When I first remember my dad he was a tall man and slender.  About 6’6”, probably 160 pounds.  Straight bearing, like a soldier, broad enough shoulders.  He did a lot of physical labor at the house after work—turning gardens (with a spade), trundling wheelbarrows of dirt.  Building a room out of the open front porch.  We kids went to sleep many, many nights to the sound of the Shop Smith in the basement.

Dad had some amazing skills he brought out of the army.  He could wiggle his ears, for one.  At the end of his army career, before he was medically discharged, he spent months on his back in the hospital because of ulcers.  To amuse himself he learned to isolate and use muscles.  Like ear wiggling muscles. One eyebrow muscle.  He could make an arch of his little finger and index finger and dance the two middle fingers in and out of the arch.  He could pull off his thumb (which really was a sleight of hand trick).    Of course we children tried and tried and, unlike not being able to take out our teeth like our grandma did, we developed some small dexterous skills ourselves.
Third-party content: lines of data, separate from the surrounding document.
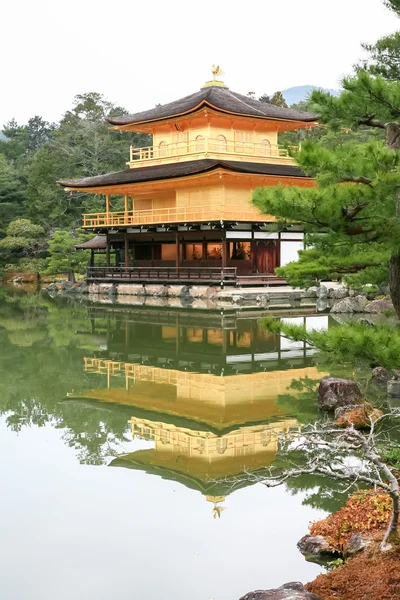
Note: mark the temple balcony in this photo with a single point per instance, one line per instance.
(210, 148)
(163, 216)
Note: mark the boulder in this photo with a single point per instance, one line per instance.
(314, 545)
(175, 291)
(156, 301)
(66, 286)
(356, 544)
(334, 392)
(379, 306)
(156, 290)
(322, 292)
(311, 292)
(93, 288)
(199, 291)
(360, 416)
(393, 387)
(338, 293)
(350, 305)
(289, 591)
(321, 304)
(342, 410)
(130, 289)
(237, 299)
(262, 300)
(380, 375)
(52, 288)
(107, 288)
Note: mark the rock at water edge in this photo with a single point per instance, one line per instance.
(334, 392)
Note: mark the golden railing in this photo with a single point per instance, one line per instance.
(162, 216)
(206, 146)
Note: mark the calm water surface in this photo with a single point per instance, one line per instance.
(125, 438)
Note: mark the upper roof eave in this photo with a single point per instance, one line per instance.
(179, 170)
(220, 99)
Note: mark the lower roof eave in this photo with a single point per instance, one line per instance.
(122, 181)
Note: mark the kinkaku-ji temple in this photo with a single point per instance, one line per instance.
(205, 396)
(187, 198)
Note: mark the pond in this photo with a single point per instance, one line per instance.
(126, 436)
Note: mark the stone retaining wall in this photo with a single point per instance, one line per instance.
(203, 297)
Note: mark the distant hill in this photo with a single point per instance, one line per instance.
(301, 92)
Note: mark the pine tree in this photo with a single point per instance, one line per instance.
(352, 215)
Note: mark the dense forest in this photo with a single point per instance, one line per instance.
(39, 221)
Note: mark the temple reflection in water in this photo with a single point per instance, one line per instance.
(203, 393)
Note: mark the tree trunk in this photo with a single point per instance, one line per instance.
(393, 142)
(392, 532)
(394, 281)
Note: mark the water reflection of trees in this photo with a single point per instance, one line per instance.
(41, 357)
(43, 345)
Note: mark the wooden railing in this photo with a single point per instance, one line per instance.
(216, 275)
(160, 216)
(207, 146)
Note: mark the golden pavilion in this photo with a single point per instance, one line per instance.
(204, 395)
(187, 197)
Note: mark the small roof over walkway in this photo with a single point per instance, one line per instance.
(96, 243)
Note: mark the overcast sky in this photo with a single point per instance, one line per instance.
(142, 53)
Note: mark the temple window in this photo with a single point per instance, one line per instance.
(200, 146)
(214, 251)
(220, 145)
(168, 252)
(143, 252)
(265, 147)
(243, 141)
(239, 251)
(193, 251)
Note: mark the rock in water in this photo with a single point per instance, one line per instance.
(334, 392)
(379, 306)
(350, 305)
(289, 591)
(380, 375)
(356, 543)
(360, 416)
(314, 545)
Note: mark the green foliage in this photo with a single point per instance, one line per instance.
(364, 512)
(63, 258)
(378, 345)
(392, 456)
(35, 157)
(384, 57)
(23, 239)
(351, 228)
(12, 192)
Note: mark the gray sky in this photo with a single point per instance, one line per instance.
(141, 53)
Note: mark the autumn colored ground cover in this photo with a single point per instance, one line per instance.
(365, 512)
(371, 575)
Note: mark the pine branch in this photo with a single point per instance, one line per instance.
(361, 179)
(370, 121)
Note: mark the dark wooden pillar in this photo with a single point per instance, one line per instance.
(108, 252)
(126, 249)
(224, 253)
(278, 251)
(177, 250)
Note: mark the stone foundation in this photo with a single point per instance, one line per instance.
(205, 297)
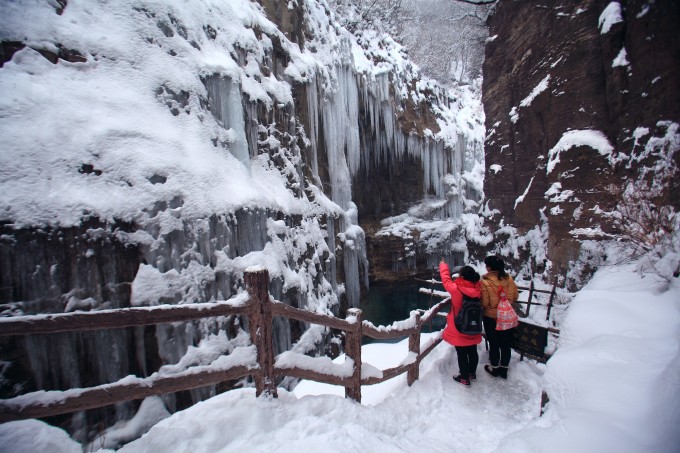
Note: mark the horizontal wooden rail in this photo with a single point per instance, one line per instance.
(259, 308)
(280, 309)
(39, 404)
(114, 319)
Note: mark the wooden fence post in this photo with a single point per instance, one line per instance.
(414, 347)
(260, 327)
(353, 351)
(553, 293)
(531, 298)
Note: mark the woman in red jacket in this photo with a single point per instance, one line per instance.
(466, 345)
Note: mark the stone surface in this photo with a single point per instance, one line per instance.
(532, 40)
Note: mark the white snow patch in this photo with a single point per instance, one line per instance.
(587, 137)
(611, 15)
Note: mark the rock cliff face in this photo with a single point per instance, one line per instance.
(574, 95)
(220, 138)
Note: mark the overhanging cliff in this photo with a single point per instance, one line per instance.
(578, 97)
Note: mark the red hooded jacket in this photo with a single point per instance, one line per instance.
(456, 288)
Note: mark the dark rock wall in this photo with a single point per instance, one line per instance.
(533, 39)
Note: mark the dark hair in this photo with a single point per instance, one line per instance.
(495, 263)
(469, 274)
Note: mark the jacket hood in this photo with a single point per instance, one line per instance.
(467, 287)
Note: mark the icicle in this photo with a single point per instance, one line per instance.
(226, 106)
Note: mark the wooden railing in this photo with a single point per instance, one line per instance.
(529, 339)
(257, 360)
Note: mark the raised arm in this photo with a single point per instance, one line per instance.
(445, 275)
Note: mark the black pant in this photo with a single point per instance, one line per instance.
(499, 342)
(467, 360)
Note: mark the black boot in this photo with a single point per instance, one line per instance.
(503, 372)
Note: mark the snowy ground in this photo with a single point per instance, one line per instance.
(613, 385)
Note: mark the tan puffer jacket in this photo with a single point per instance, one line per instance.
(490, 285)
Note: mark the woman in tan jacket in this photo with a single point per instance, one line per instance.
(499, 340)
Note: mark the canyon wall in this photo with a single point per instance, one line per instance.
(154, 152)
(580, 98)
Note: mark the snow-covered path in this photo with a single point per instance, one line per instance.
(613, 386)
(393, 418)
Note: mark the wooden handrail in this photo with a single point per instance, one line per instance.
(259, 308)
(116, 318)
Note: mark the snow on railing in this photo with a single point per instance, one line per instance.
(200, 368)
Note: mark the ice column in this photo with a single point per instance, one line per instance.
(224, 95)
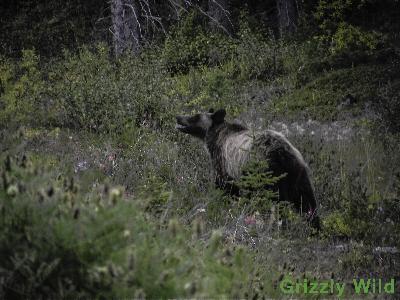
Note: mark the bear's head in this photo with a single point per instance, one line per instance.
(199, 124)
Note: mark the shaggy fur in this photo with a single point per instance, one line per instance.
(230, 145)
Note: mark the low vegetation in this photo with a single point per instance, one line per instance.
(100, 197)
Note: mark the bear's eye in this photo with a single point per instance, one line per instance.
(194, 119)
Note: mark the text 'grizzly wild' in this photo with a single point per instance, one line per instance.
(230, 146)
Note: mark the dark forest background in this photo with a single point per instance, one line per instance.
(101, 197)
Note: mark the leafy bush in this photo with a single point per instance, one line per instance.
(58, 241)
(22, 85)
(190, 45)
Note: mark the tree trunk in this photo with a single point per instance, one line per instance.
(218, 11)
(287, 16)
(126, 26)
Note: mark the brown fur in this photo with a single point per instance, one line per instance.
(230, 145)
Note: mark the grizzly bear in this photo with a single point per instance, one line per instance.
(230, 145)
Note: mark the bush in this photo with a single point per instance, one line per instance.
(58, 241)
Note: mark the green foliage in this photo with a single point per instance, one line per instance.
(190, 45)
(351, 38)
(22, 86)
(99, 95)
(59, 241)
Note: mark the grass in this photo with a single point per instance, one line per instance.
(122, 205)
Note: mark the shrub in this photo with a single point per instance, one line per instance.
(58, 241)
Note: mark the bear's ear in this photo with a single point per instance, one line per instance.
(219, 116)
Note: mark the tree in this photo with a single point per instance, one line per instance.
(218, 13)
(125, 26)
(288, 14)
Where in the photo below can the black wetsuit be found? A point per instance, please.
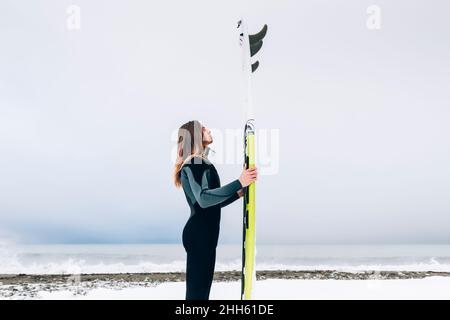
(201, 185)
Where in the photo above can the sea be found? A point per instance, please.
(144, 258)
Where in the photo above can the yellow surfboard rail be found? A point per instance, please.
(249, 272)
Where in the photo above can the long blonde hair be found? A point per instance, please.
(190, 144)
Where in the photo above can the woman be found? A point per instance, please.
(201, 185)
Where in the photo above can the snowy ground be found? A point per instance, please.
(428, 288)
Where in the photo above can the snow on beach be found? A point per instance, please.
(428, 288)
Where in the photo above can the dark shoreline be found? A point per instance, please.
(221, 276)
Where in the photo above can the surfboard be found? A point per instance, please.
(250, 45)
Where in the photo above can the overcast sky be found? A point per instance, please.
(362, 115)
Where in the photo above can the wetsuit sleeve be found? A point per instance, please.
(207, 197)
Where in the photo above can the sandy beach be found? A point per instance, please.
(283, 284)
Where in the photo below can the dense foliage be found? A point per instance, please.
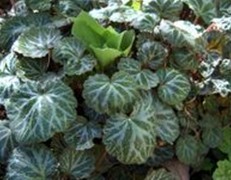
(115, 89)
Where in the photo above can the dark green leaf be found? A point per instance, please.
(166, 9)
(131, 139)
(72, 55)
(27, 163)
(174, 86)
(38, 110)
(36, 42)
(144, 78)
(77, 164)
(81, 134)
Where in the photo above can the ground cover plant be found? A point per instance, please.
(115, 89)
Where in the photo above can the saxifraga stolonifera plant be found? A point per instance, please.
(115, 89)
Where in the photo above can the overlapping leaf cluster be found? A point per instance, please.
(90, 87)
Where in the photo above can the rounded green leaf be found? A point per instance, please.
(131, 139)
(223, 171)
(7, 141)
(160, 174)
(81, 134)
(72, 55)
(174, 87)
(166, 9)
(187, 149)
(166, 123)
(212, 137)
(204, 9)
(106, 94)
(77, 164)
(144, 78)
(36, 42)
(9, 81)
(38, 110)
(27, 163)
(152, 53)
(32, 69)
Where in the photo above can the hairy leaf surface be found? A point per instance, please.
(36, 162)
(145, 78)
(72, 55)
(81, 134)
(204, 9)
(131, 139)
(152, 53)
(9, 81)
(174, 86)
(36, 42)
(167, 9)
(77, 164)
(106, 94)
(160, 174)
(38, 110)
(166, 124)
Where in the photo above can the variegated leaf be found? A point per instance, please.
(145, 78)
(40, 109)
(152, 53)
(81, 134)
(36, 162)
(131, 139)
(204, 9)
(77, 164)
(36, 42)
(9, 81)
(174, 86)
(107, 95)
(31, 69)
(166, 123)
(166, 9)
(72, 55)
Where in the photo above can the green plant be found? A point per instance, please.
(117, 89)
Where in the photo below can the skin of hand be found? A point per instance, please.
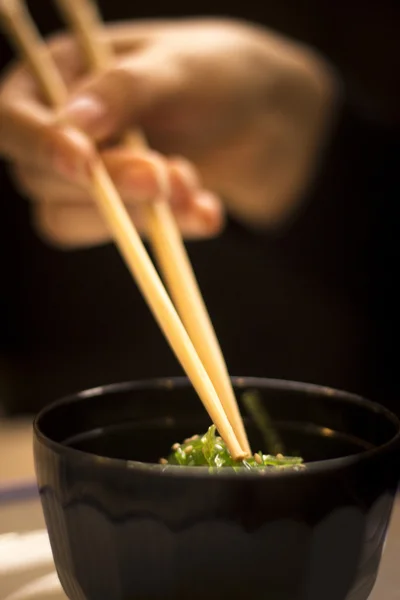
(226, 106)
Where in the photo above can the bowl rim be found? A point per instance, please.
(169, 383)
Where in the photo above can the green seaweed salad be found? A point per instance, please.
(209, 450)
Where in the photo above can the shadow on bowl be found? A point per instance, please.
(121, 529)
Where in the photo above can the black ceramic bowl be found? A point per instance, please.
(124, 530)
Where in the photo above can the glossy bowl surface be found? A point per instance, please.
(121, 528)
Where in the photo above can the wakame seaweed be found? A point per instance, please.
(209, 450)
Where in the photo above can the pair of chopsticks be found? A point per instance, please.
(189, 333)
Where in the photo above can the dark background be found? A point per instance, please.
(317, 301)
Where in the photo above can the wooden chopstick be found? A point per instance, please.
(23, 33)
(168, 247)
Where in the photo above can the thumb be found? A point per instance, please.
(113, 101)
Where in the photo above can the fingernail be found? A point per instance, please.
(210, 209)
(138, 182)
(87, 113)
(146, 180)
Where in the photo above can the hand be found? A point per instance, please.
(247, 109)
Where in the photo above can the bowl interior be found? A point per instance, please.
(141, 421)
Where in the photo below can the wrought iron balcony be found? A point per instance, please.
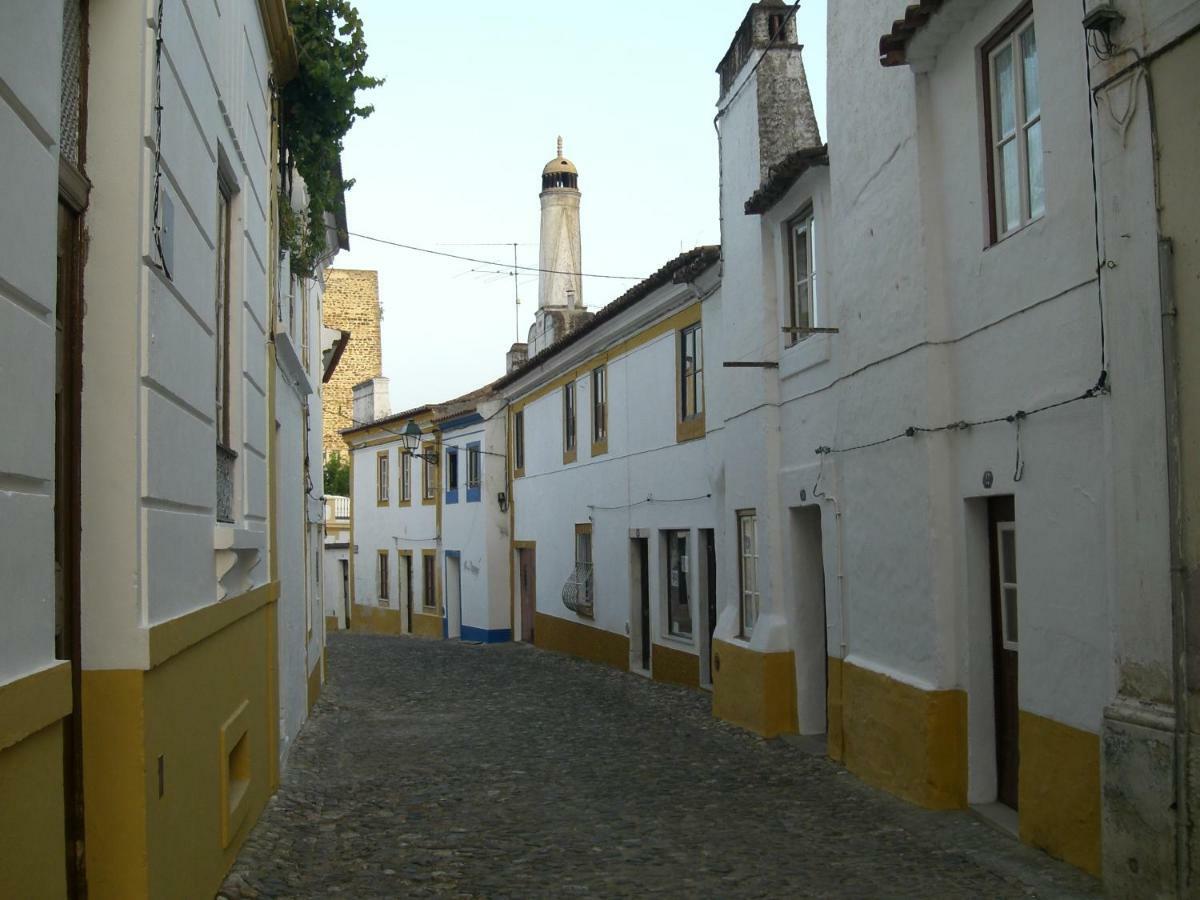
(577, 591)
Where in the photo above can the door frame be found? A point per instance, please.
(520, 549)
(453, 593)
(641, 616)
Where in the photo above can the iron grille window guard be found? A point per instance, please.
(226, 459)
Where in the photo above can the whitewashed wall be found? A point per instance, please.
(30, 53)
(149, 348)
(643, 460)
(479, 532)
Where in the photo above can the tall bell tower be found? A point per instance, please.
(559, 286)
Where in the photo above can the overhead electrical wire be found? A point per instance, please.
(491, 262)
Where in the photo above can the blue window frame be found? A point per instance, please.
(474, 472)
(451, 474)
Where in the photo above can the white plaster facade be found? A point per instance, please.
(642, 485)
(30, 60)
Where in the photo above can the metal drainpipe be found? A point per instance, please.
(1179, 581)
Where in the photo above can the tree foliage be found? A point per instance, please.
(318, 108)
(337, 477)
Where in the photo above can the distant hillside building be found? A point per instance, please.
(352, 304)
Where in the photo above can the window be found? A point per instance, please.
(678, 609)
(1017, 190)
(748, 570)
(429, 586)
(599, 407)
(430, 474)
(225, 228)
(690, 385)
(801, 277)
(382, 478)
(1006, 538)
(519, 442)
(451, 474)
(577, 595)
(569, 423)
(474, 466)
(382, 575)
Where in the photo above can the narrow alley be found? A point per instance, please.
(453, 769)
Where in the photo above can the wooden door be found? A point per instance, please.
(526, 567)
(408, 583)
(1002, 531)
(643, 565)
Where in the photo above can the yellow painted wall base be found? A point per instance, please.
(33, 843)
(755, 690)
(675, 666)
(426, 624)
(579, 640)
(151, 838)
(1059, 791)
(904, 739)
(376, 621)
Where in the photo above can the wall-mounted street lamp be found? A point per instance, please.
(411, 443)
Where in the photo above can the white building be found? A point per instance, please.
(151, 675)
(613, 511)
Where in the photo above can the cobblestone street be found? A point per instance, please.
(451, 769)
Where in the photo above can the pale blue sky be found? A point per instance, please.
(475, 96)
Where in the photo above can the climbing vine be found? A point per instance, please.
(318, 108)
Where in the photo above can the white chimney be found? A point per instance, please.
(371, 401)
(516, 357)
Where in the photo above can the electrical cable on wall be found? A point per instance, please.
(157, 144)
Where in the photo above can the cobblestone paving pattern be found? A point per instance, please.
(447, 769)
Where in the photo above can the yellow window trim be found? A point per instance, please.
(385, 455)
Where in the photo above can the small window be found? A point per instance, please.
(599, 405)
(678, 606)
(1017, 189)
(691, 373)
(474, 473)
(519, 441)
(583, 563)
(569, 418)
(748, 570)
(223, 312)
(429, 586)
(382, 478)
(451, 474)
(430, 474)
(1006, 538)
(384, 587)
(406, 478)
(801, 277)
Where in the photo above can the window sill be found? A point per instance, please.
(1009, 235)
(678, 641)
(803, 355)
(690, 429)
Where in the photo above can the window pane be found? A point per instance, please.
(1030, 72)
(1008, 555)
(1006, 91)
(1009, 187)
(1037, 186)
(1009, 611)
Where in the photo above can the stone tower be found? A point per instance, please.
(561, 287)
(351, 304)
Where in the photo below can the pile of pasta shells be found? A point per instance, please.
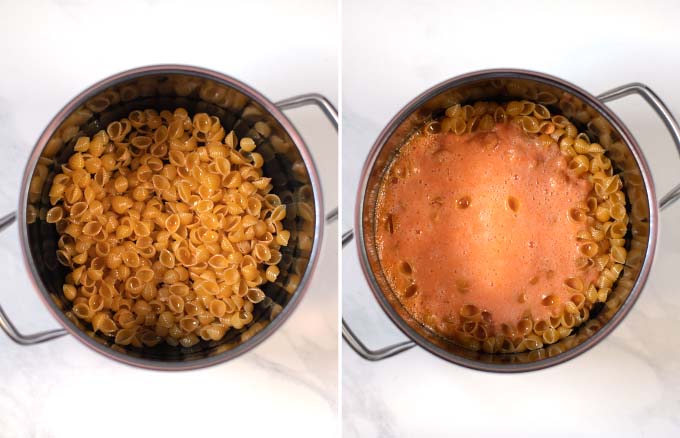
(602, 243)
(169, 229)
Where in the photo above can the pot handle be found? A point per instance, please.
(355, 343)
(6, 324)
(311, 99)
(329, 111)
(664, 113)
And, dad read to us.  It was my 8th birthday and I’d received Heidi as a birthday present.  He was reading it to Walt and me, and had Heidi half way up that mountain when he got sick.  He went to bed on my brother’s birthday, the day after mine, and then went to the hospital.  We kept waiting for him to come back and read what happened to Heidi at her grandfather’s house.  When I couldn’t wait any more, I found the book and kept on reading.  Walt got bored and wandered off, but I had to know. 

When dad came home he was very skinny and ate baby food from jars for a long time because much of his stomach had been removed to cure the ulcers.  He probably weighed 140 pounds, and stayed that way for years—until he tore down the chicken coop and contracted histoplasmosis.

After a while dad was feeling better and asked me if I wanted to hear more of Heidi.  I had finished it.  “Well, well,” he said.  He took all three of us to the library.  Dad sat on a chair at a table in the children’s section.  His knees were up near his elbows.  He held my little brother, Melvin, on his lap, and all three of us wrote our names on a little white card.  Each of us received a library card to use to borrow any book we wanted from the library.  Mel could print only his name; he was only three, and had sat and practiced it over and over at the dining room table so he could get a library card, too.   The library was downtown, and either mom or dad had to drive us, but it was a weekly outing.  Thanks, Mom and Dad. I’ve never been over the habit.